Boko Haram: How did 11-year-old Usman Tella become a “potential suicide bomber”?
By Olabisi Yakub

In saner climes, 11-year-olds are busy attending school, doing school homework, completing house chores, playing with friends, watching “Tales By Moonlight,” or sleeping.
Usman Modu Tella’s life, and those of several million Nigerian children, is drastically and dreadfully different.
For the past few weeks or thereabout, Tella has been having sleepless nights looking for a way to blow himself alongside kids his age, and their parents, and whoever happens to be around, into bloody shreds.
Tella is believed to have somehow made the journey from Bama to an internally displayed persons (IDP) camp in Borno State capital, Maiduguri, to actualise his deadly nightmare – something he obviously wasn’t born to do.
Nigerians in the northeast flee from the deadliest terrorist group in the world, Boko Haram, but the terrorists have simply refused to leave them be. Tella is one of the ways the terrorists employ to continually hurt their fleeing victims.
There are at least three million IDPs in Nigeria, more than two-thirds of whom were uprooted from their homes by Boko Haram’s terrorism.

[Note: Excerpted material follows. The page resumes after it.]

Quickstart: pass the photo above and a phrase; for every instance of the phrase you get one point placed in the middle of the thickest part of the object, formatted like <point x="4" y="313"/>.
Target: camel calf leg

Over half of these are children.

Tella is likely one of them. Or he could have been tossed into the hands of the terrorists by a bigger problem successive Nigerian governments, including northern state governments, have refused to fix.
The prevalence of illiteracy and poverty in Nigeria’s north, where at least 10 million children walk the streets with plates in hands looking for the next free meal, is helping fuel the flames of terrorism.
It remains unclear what the 11-year-old boy was doing when the radical hands of Boko Haram caught him. But it is unlikely he was “captured” in a school where “Western” education, the very type of education Boko Haram detests, was being taught.
Boko Haram terrorists invade these “forbidden” schools to slaughter children in their sleep, or abduct teenage girls who are raped, and forced into slave marriages. They don’t go there looking for recruits.
Boko Haram’s recruits daily throng the streets of Nigeria hungry, aimless, jobless, naked, naïve and innocent. Tella must have fit into one or more of these.
The Nigerian military calls him a “potential suicide bomber” who probably wanted to kill people at the Dalori in Maiduguri Metropolitan Council, Borno State. It seemed they knew Tella before. That was why they included him in a 100-name long terror list they published weeks ago.

“He is suspect number 82 on the poster containing the photographs of 100 wanted suspected Boko Haram terrorists released by the Nigerian Army,” the Defence Headquarters said in a statement, Thursday.
“Preliminary investigation revealed that the suspect was from Bama town and is among four other children trained for suicide bombing by the Boko Haram terrorists.
“The three others have already carried out their missions at different locations. (Meaning they are dead!)
“His (Tella’s) job was to do same in the camp sometime in the future,” DHQ said.
It appears Tella was fortunate to have, Tuesday (the day he was apprehended), been rescued from killing himself and many others.
He seems to be cooperating with the authorities.

“The boy pointed out one other Boko Haram senior member, Alhaji Kerewu Abubakar at the camp,” DHQ said.
The Nigerian military did well by not only apprehending Tella but by also promising to stop other “potential suicide bombers.”
“The case of these suspects clearly indicated this point hence the need for proper screening of all IDPs with a view to ascertain their true identity,” DHQ said.
But how did an 11-year-old innocent boy become a terror suspect? And what is the most potent way to stop potential terrorists? Is it by “doing a Tella” on every “child terrorist” or by eradicating the widespread illiteracy and poverty that prime them for Boko Haram’s radicalism?
If the Nigerian government does not unveil a blueprint to effectively end poverty and illiteracy, DHQ will have more Tellas to display, and the media will be on hand to laud the military’s “successful war on terror.”.